Postby ryanheise » Fri Sep 25, 2020 3:45 am
Update:
I have unfortunately been sick recently, so I am trying to hold myself back from working on this app until I've recovered my health.
I know I shouldn't overexert myself, but one loophole I just thought of is that, although thinking about some of the app design decisions hurt my brain (and I shouldn't do that right now), maybe I can still just share those brain strainers here, and see if I can tap into other people's brains instead of my own (muahahah).

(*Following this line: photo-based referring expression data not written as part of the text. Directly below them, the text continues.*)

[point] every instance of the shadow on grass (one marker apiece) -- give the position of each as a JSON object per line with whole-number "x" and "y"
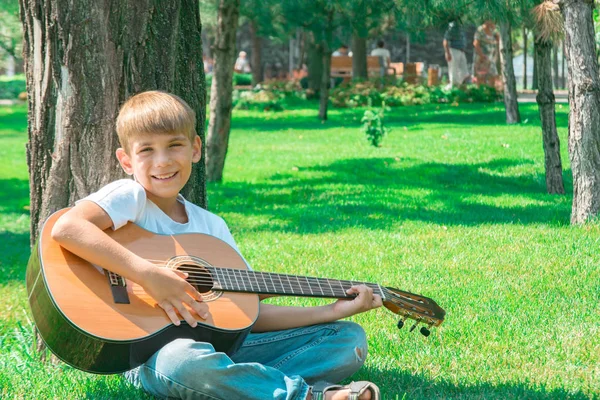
{"x": 396, "y": 383}
{"x": 380, "y": 193}
{"x": 14, "y": 195}
{"x": 14, "y": 250}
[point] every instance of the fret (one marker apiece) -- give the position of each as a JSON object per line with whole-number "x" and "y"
{"x": 242, "y": 279}
{"x": 217, "y": 280}
{"x": 273, "y": 283}
{"x": 266, "y": 289}
{"x": 309, "y": 286}
{"x": 290, "y": 283}
{"x": 281, "y": 283}
{"x": 320, "y": 288}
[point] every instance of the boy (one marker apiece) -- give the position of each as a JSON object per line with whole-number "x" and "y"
{"x": 288, "y": 346}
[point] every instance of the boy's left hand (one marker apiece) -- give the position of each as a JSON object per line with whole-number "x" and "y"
{"x": 364, "y": 301}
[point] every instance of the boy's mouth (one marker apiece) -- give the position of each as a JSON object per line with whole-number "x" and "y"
{"x": 164, "y": 177}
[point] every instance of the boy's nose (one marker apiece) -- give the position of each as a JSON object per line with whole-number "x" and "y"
{"x": 162, "y": 158}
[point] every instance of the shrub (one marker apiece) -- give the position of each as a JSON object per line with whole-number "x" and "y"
{"x": 262, "y": 100}
{"x": 397, "y": 93}
{"x": 373, "y": 126}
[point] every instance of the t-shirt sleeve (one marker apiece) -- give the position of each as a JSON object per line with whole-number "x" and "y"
{"x": 123, "y": 201}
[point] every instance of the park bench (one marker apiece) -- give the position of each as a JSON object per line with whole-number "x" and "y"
{"x": 341, "y": 66}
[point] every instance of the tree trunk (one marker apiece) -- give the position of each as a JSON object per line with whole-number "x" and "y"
{"x": 217, "y": 138}
{"x": 359, "y": 57}
{"x": 315, "y": 64}
{"x": 563, "y": 82}
{"x": 82, "y": 60}
{"x": 510, "y": 84}
{"x": 525, "y": 58}
{"x": 584, "y": 103}
{"x": 534, "y": 80}
{"x": 326, "y": 73}
{"x": 325, "y": 78}
{"x": 257, "y": 67}
{"x": 555, "y": 66}
{"x": 545, "y": 100}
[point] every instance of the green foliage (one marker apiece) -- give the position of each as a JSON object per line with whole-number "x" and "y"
{"x": 398, "y": 93}
{"x": 452, "y": 207}
{"x": 238, "y": 80}
{"x": 11, "y": 87}
{"x": 373, "y": 126}
{"x": 260, "y": 100}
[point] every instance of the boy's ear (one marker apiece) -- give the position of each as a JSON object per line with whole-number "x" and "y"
{"x": 196, "y": 149}
{"x": 125, "y": 161}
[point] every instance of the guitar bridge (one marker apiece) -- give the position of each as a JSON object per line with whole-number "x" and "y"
{"x": 118, "y": 287}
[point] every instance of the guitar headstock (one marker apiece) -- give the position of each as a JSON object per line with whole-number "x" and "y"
{"x": 411, "y": 306}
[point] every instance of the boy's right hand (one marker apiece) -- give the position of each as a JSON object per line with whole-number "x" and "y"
{"x": 170, "y": 290}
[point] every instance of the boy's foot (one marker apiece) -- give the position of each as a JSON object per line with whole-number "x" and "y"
{"x": 362, "y": 390}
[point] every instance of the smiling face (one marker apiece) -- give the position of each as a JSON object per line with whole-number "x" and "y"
{"x": 161, "y": 163}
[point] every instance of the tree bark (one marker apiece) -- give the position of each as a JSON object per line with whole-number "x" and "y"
{"x": 257, "y": 67}
{"x": 546, "y": 102}
{"x": 525, "y": 57}
{"x": 315, "y": 63}
{"x": 584, "y": 103}
{"x": 82, "y": 60}
{"x": 510, "y": 84}
{"x": 556, "y": 79}
{"x": 359, "y": 57}
{"x": 217, "y": 138}
{"x": 326, "y": 73}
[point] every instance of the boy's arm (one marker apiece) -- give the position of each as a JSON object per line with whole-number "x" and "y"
{"x": 81, "y": 231}
{"x": 274, "y": 318}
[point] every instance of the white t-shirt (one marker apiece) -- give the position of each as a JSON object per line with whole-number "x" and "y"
{"x": 125, "y": 201}
{"x": 381, "y": 52}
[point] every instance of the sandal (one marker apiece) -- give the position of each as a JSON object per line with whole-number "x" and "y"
{"x": 356, "y": 389}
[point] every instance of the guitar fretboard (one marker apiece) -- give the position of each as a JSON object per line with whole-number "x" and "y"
{"x": 237, "y": 280}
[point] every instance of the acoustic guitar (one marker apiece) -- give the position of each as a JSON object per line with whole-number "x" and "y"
{"x": 99, "y": 322}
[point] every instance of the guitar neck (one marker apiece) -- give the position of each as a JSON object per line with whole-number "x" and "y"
{"x": 237, "y": 280}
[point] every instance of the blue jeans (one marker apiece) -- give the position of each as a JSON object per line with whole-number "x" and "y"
{"x": 269, "y": 365}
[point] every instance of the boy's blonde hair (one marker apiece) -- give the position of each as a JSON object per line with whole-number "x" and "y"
{"x": 154, "y": 112}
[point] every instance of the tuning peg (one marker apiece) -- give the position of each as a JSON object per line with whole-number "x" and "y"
{"x": 412, "y": 328}
{"x": 400, "y": 324}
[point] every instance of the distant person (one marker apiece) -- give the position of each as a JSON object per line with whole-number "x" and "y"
{"x": 241, "y": 64}
{"x": 455, "y": 45}
{"x": 343, "y": 50}
{"x": 382, "y": 52}
{"x": 486, "y": 44}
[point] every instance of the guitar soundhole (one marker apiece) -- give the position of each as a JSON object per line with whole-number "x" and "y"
{"x": 199, "y": 277}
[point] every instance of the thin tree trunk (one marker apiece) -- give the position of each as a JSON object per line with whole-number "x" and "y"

Earlier the problem was discussed that an audio file can't always be perfectly arranged into a binary tree. I came up with this concept of a "unit" (I am also tossing up between calling it a "unit" or a "section". A unit consists of around 6 to 12 atomic segments and is subdivided into a tree. If the unit length is 8, then it can be divided into a perfect binary tree. E.g.
Unit: ABCDEFGH
Halves: ABCD EFGH
Clumps: AB CD EF GH
Atoms: A B C D E F G H
A unit is also the unit of review, and will be scheduled for review in future days. Units will mature, and as they mature, adjacent units will also be joined together. But at the sub-unit levels, a key point is that a clump can have between 1 to 3 atoms which provides some flexibility in how the tree can adapt to the natural clumps of connected phrases. So we could have this arrangement:
Unit: ABCDEFGHIJ
Halves: ABCD EFGHIJ
Clumps: AB CD EFG HIJ
Atoms: A B C D E F G H I J
I'm happy with this solution, and the algorithms are all working great. But the next challenge is how to handle the super-unit levels. Let's say that our audio file has 8 units. In this case, it is possible to merge these into a perfect binary tree:
U1 U2 U3 U4 U5 U6 U7 U8
U1-2 U3-4 U5-6 U7-8
U1-4 U5-8
U1-8
Because each unit can flex between 6 to 12 atoms, this gives me the flexibility to rebalance any tree into a perfect binary tree. But my latest thought is that I don't necessarily want to do this because it may mean that unit boundaries will not be placed in the most ideal places. There will be natural sections of audio which may be thematic, and I'd ideally like the unit boundaries to be inserted there, and this may result in a total number of units that is not a power of 2 (required to create a perfect binary tree).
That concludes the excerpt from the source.